Les festivals seront donc au rendez-vous cet été. Autre «bonne nouvelle» de cette fin inattendue (plutôt incertaine encore) du «corona tunisien».

Autre ? Y en a-t-il eu d’autre vraiment ?

La faible létalité du virus, sans doute, oui. Peu d’atteintes en effet. Peu de décès. On ne sait, toujours, exactement, pourquoi. Mais tout le monde semble s’en contenter, parfaitement, par ici. Prendre la chose comme inscrite «dans les gènes». Naturellement «promise». « Donnée».

Peut-être, encore (des spécialistes y rappellent), notre optimisme foncier, resté intact, malgré tout. Les derniers sondages le situent à plus de 70%. Il sera d’un grand soutien, bientôt.
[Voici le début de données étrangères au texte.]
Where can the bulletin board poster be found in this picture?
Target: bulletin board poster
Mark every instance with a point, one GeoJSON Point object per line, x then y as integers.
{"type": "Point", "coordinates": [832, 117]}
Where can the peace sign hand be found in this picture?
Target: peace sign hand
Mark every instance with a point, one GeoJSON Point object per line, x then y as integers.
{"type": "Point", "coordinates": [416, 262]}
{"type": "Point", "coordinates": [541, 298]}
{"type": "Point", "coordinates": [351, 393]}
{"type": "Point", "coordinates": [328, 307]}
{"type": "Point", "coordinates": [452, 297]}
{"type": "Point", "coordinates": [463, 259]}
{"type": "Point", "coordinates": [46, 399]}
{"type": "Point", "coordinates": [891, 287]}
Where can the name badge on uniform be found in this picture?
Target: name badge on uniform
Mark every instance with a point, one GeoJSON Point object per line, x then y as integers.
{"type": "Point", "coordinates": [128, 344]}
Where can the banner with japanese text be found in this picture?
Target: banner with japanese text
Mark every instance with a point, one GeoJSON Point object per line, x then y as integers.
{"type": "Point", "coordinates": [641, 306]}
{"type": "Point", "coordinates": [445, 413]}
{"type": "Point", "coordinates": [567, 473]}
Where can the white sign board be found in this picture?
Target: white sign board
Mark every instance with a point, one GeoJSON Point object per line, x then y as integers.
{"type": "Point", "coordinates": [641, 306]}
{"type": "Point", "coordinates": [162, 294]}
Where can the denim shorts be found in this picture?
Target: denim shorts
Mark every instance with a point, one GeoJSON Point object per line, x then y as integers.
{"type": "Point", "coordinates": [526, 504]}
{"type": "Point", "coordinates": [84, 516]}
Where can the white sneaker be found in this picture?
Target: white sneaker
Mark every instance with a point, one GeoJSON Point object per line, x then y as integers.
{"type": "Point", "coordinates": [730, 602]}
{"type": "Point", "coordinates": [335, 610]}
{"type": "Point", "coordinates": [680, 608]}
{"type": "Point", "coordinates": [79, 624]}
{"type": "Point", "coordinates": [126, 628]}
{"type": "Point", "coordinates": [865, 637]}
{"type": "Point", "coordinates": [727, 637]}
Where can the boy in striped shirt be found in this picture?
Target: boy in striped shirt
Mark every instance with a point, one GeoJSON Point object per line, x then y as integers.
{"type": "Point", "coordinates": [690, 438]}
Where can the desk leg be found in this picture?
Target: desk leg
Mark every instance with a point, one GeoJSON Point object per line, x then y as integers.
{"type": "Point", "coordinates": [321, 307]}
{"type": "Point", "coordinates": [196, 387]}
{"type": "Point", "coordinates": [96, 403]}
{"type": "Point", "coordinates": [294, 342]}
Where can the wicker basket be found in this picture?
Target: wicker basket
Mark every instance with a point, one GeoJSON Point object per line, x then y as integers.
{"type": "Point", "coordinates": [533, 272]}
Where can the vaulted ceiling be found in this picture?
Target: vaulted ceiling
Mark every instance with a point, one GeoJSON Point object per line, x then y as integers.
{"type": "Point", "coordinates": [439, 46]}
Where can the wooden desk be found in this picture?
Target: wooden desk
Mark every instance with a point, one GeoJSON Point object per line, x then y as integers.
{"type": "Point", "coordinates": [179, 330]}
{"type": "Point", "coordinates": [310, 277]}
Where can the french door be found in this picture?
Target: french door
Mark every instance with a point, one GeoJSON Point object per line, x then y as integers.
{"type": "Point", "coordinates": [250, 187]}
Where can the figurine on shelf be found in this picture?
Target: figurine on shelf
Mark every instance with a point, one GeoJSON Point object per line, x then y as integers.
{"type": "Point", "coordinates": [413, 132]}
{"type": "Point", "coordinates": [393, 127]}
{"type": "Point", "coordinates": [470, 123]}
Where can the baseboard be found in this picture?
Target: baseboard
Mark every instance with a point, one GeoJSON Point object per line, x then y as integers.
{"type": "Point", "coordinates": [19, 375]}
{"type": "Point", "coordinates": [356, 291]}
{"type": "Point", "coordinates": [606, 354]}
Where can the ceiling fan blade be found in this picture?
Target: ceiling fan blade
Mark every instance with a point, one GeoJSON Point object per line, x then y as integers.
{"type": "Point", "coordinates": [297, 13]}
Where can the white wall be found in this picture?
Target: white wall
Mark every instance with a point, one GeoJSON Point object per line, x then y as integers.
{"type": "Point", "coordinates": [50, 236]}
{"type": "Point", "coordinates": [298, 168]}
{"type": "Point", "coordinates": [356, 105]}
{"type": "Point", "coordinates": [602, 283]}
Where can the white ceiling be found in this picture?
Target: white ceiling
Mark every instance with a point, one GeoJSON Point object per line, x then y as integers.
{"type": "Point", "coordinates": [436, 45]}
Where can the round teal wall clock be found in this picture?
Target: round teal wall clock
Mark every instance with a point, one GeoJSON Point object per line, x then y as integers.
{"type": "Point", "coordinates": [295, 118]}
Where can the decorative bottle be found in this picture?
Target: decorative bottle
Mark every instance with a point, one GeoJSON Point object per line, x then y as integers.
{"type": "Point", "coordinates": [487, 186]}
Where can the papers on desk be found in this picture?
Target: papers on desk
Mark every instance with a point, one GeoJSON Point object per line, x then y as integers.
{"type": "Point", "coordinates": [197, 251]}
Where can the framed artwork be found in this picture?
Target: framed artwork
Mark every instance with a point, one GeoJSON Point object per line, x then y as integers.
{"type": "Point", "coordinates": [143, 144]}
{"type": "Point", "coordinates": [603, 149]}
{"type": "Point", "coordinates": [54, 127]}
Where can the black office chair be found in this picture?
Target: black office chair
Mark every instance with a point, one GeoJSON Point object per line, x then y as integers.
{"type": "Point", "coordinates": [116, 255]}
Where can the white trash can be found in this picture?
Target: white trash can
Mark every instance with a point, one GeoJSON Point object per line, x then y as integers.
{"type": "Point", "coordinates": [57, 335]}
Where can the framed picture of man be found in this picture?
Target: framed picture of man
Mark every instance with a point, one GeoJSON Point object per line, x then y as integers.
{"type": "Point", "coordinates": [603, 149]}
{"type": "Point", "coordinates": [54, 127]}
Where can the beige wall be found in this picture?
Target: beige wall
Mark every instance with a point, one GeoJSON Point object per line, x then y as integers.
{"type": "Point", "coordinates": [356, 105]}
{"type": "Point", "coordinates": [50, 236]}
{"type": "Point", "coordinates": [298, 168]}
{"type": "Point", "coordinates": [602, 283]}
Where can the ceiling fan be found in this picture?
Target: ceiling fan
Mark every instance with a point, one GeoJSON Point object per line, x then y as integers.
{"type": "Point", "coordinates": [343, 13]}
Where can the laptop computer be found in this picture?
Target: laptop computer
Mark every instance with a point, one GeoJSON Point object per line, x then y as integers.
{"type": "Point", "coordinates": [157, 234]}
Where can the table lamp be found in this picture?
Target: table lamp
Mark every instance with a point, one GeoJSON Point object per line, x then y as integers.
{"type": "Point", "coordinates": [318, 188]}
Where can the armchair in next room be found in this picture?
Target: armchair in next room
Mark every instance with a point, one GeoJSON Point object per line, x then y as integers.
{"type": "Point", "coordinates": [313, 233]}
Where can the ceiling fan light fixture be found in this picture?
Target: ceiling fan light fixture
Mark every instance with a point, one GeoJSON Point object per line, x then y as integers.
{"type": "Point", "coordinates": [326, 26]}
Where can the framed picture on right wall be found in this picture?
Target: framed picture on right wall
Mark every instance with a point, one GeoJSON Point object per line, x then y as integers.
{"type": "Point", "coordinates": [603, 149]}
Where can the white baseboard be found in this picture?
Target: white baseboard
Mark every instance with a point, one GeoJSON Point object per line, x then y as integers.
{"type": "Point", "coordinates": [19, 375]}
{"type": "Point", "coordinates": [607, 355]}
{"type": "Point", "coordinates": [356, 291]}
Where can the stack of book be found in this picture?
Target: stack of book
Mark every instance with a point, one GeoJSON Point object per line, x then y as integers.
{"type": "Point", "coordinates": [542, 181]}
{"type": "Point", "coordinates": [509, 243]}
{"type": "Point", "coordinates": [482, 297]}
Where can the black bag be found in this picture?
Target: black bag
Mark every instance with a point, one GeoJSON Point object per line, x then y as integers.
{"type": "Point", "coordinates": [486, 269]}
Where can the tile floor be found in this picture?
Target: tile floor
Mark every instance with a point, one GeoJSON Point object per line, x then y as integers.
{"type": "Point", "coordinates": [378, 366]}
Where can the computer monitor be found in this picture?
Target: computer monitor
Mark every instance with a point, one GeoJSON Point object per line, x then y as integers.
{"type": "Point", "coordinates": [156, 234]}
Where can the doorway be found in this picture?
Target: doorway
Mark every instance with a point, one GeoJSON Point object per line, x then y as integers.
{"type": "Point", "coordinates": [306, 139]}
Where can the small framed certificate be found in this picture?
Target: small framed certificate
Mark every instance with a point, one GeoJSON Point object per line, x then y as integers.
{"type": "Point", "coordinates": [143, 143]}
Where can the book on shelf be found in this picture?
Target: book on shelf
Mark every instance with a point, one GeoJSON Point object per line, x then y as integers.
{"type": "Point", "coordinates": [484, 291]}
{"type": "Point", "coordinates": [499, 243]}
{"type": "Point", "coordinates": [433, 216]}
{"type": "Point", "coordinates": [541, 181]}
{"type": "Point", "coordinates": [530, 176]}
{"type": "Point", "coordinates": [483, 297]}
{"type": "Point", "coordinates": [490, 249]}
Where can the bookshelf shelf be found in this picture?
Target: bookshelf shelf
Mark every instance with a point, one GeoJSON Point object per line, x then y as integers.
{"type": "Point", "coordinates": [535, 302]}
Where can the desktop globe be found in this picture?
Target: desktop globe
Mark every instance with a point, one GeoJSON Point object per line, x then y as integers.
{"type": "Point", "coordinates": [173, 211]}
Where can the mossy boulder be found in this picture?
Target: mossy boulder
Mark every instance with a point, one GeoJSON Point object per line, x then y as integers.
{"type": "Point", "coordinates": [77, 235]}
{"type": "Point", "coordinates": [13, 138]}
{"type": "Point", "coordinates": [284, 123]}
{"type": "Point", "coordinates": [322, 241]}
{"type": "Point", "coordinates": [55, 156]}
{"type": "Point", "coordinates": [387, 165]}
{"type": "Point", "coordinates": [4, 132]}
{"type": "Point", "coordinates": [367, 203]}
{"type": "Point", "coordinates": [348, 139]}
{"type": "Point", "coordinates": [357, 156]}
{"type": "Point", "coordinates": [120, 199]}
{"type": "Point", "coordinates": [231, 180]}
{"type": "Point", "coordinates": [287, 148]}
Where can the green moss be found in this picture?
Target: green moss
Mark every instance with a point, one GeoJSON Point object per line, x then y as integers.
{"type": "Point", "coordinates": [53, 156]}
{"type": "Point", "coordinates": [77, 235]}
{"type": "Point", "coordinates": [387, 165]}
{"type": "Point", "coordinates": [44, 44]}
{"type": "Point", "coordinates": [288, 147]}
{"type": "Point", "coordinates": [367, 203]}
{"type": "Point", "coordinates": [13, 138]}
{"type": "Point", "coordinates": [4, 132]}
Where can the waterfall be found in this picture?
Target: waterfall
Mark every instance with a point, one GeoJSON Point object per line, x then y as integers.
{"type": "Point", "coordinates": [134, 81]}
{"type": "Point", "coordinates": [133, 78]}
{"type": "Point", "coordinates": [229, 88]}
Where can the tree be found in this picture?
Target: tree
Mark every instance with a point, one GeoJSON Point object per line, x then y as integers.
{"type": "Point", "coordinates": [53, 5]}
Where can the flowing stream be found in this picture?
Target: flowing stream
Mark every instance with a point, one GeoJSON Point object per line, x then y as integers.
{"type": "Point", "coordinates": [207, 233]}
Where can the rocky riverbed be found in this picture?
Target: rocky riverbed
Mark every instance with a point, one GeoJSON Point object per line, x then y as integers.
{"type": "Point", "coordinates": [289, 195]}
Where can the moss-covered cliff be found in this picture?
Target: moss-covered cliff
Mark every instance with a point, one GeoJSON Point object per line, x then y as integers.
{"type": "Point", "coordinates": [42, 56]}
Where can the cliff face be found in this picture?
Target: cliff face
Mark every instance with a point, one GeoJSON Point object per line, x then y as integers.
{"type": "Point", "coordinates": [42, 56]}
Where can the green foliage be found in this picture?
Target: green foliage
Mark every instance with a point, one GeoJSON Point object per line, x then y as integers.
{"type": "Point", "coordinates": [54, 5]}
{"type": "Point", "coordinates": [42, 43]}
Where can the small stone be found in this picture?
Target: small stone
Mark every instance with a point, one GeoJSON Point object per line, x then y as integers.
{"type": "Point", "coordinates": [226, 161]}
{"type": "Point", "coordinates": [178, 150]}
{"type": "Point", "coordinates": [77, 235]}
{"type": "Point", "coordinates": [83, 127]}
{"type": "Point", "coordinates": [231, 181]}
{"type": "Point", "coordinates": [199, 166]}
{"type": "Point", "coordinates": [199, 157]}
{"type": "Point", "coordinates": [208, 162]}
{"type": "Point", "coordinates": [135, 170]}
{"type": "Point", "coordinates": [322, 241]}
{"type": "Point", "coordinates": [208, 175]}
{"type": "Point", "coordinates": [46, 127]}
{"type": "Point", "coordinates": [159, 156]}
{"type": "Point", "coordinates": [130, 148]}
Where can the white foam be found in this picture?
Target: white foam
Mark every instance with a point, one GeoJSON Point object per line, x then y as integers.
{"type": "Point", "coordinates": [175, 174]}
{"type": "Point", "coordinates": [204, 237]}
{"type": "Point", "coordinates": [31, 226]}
Il l’est peut-être, déjà, à présent, à l’heure où on nous assure que tout le reste va mal. De l’aveu même du premier ministre, et chiffres à l’appui, le constat est terrifiant. Chômage et pauvreté en hausse, finances publiques aux abois, surendettement, inflation, salaires et retraites menacés. Voire, pire, les mécontentements qui s’ensuivent, sont, d’ores et déjà, «non avenus». La révolution est comme interdite de manifester. Le sentiment :il faudra des trésors de patience à ce peuple, et de l’optimisme à revendre, à coup sûr, pour espérer franchir le pas.

Le «retour des festivals», alors ? Que représente-t-il dans tout ça ?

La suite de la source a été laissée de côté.